À l'automne 1995, des groupes d'aide sociale contestaient devant les tribunaux deux aspects de la politique de travail obligatoire de l'Ontario. Douze familles assistées sociales poursuivaient le gouvernement en raison de la réduction des prestations d'octobre 1995. Elles s'appuyaient sur 12 déclarations sous serment de spécialistes de la politique sociale et de la santé sur le coût de la vie, des comparaisons des taux de prestation d'aide sociale et les effets de la pauvreté sur les familles et les enfants. Dans l'autre cause, quatre chefs de famille monoparentale contestaient la règle qui pénalisait les clients de leur catégorie dès qu'il y avait cohabitation avec quelqu'un du sexe opposé. Le gouvernement devait remporter les deux causes.

Le discours du Trône reprenait une autre promesse électorale des conservateurs: en travaillant, les assistés sociaux seraient capables de récupérer chaque sou perdu en raison des coupures. Une augmentation de l'exemption des gains était donc accordée au moment de l'entrée en vigueur de la réduction des taux, en octobre. Il était impossible aux grosses familles de regagner l'agent perdu parce que la nouvelle exemption ne tenait pas compte de la taille de la famille. Les groupes d'assistés sociaux firent remarquer le problème au gouvernement et aux médias. Deux mois plus tard, le gouvernement rajustait les exemptions en fonction de la taille des familles et remboursait même les assistés sociaux qui travaillaient et avaient subi une perte de revenus avant le rajustement.

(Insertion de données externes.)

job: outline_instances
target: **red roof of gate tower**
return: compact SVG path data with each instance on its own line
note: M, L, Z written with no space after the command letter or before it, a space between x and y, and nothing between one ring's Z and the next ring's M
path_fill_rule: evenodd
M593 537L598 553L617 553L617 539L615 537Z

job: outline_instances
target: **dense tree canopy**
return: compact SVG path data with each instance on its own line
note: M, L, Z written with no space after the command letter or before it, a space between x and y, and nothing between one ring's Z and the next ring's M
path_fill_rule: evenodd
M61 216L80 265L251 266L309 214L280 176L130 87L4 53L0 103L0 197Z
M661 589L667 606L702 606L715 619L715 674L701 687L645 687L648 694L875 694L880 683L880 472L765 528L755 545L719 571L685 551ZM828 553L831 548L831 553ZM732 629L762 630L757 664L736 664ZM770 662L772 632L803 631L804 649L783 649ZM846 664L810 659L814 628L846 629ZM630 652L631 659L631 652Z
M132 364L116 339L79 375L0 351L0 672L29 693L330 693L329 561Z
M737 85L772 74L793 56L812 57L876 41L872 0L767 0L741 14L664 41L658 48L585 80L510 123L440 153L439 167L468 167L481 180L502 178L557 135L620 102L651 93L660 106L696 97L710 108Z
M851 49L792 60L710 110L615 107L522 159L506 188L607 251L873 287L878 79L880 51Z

En octobre 1995, une ligne téléphonique provinciale contre la fraude à l'aide sociale était inaugurée en fanfare. Le Ministre des services communautaires et sociaux déclarait qu'il espé- rait que cette ligne ferait économiser 25 millions de dollars à la province la première année. À la fin de novembre 1996, 18 655 personnes avaient téléphoné au ministère pour signaler des cas de prétendus abus de l'aide sociale. À la suite de ces plaintes, les autorités avaient diminué ou supprimé complètement les prestations dans 1 267 cas, faisant économiser à la province 8,6 millions de dollars, soit environ le tiers du montant estimé à l=origine.

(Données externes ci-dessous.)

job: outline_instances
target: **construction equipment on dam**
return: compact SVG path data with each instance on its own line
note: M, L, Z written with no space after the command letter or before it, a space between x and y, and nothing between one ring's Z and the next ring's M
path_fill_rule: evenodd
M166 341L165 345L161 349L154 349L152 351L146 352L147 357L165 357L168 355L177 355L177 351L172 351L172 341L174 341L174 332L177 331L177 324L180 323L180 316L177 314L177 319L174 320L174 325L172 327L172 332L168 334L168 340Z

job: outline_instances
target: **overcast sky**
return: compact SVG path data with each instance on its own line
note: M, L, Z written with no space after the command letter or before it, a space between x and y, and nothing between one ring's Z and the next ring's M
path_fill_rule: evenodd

Aussi en octobre, le Premier Ministre annonçait des compressions supplémentaires de 772 millions de dollars. Les budgets de tous les ministères étaient touchés, y compris celui des Services communautaires et sociaux qui perdait 127 millions. ObjectifEmploi Ontario, le programme qui aidait les assistés sociaux à s'intégrer au marché du travail, subissait une compression de 46 millions de dollars. Les subventions aux organismes sociaux étaient réduites de 43,5 millions de dollars, ce qui se traduisait par l'élimination ou la réduction radicale du financement de différents services de soutien vitaux comme le counselling et le traitement dans les cas de violence en milieu familial, les maisons de maternité pour les jeunes mères et les programmes pour les Autochtones.

Le 29 novembre, le Ministre des finances dévoilait son énoncé financier et économique de 1995, lequel comportait un plan prévoyant l'élimination du déficit en 2000-2001. Il annonçait aussi de fortes compressions dans les subventions aux municipalités, aux universités, aux collèges, au système scolaire et aux hôpitaux. Le total des économies découlant des compressions déjà faites et de celles qui étaient annoncées s'élevait à 5,5 milliards de dollars pour 1996-1997.

La seule mesure ayant une répercussion directe sur les ménages d'assistés sociaux était le nouveau tarif de 2 $ par prescription qui entrerait en vigueur en juin 1996. Le régime d'assurance-médicaments imposait les même frais de 2 $ aux personnes âgées à faible revenu et des frais plus élevés et déductibles aux personnes âgées seules ayant un revenu de 16 000 $ ou plus ainsi qu'aux couples dont le revenu excédait 24 000 $. Bon nombre de pharmacies dans la province ont choisi de renoncer au tarif.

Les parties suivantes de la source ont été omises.